The Premier League clubs returned to non-contact training twelve days ago and were given the go-ahead to begin contact training earlier this week.
Some players have voiced concerns and opted not to go back to training but Mings feels that nothing is going to stop the games going ahead.
"We got the option to come back to training and that's fine because we didn't have to but if the FA and the EFL and the Government and UEFA and the Premier League all say you are going back to play, it really doesn't make any difference what the players think because you are going back to play.
"It is get in or get out."
One of the players who voiced concerns about a return was Watford captain Troy Deeney who was worried about the health of his baby son who has suffered with breathing difficulties.
The striker's fears were allayed by the players' meetings with health experts and he will return to training this week but he also revealed that he had received online abuse for his initial stance.
Mings spoke out against any such anger being expressed towards players.
"It is important that players are given the choice. It's a personal thing. If you don't want to do it, you absolutely don't have to," said Mings.
"People have aired their concerns about families' health and I back those people 100 per cent.
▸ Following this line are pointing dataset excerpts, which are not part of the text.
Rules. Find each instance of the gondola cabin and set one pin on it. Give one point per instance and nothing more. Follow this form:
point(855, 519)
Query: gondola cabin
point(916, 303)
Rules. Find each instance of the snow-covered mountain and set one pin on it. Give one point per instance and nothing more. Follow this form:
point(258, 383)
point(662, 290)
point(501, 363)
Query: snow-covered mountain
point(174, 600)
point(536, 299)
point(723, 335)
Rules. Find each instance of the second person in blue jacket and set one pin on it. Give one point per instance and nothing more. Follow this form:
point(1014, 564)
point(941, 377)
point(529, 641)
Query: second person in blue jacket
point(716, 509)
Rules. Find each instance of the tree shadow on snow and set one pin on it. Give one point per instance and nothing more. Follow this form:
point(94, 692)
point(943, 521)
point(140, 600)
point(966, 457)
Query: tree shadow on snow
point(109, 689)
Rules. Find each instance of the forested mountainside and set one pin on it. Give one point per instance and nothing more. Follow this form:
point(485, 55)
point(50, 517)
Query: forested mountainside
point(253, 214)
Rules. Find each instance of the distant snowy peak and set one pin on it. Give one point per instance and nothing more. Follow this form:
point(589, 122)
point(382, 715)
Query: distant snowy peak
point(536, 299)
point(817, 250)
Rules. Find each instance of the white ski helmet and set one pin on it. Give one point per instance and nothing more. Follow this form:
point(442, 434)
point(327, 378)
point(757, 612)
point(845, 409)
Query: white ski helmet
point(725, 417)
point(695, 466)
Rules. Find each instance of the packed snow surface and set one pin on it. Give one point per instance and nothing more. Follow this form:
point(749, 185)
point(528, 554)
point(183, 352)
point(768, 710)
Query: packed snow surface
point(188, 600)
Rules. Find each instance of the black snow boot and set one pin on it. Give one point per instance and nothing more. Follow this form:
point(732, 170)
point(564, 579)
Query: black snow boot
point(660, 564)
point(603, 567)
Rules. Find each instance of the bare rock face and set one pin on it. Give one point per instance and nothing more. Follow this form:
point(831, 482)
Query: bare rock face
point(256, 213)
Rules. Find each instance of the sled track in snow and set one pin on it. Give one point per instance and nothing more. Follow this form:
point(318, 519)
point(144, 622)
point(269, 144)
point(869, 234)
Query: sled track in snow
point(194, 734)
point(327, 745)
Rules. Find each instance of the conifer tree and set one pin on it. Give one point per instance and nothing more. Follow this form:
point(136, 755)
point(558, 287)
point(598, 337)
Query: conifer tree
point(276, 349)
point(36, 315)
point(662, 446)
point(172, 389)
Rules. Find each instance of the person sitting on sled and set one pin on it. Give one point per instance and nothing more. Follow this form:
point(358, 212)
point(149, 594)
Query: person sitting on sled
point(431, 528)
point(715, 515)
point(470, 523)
That is something people have to take into consideration really carefully.
"No one should ever be on the end of personal abuse for making a decision based on their families' needs or health needs."
While Mings believes that the football's return in England is all down to money, he does not feel that he is in a position to complain.
"Project Restart is financially driven. I think everybody accepts that," added Mings.
"But that's fine with me because I look at this monster that is Premier League football and the revenue it creates and I didn't moan about being a part of it when everything was great so I'm not going to moan now when the atmosphere around the game is more hesitant."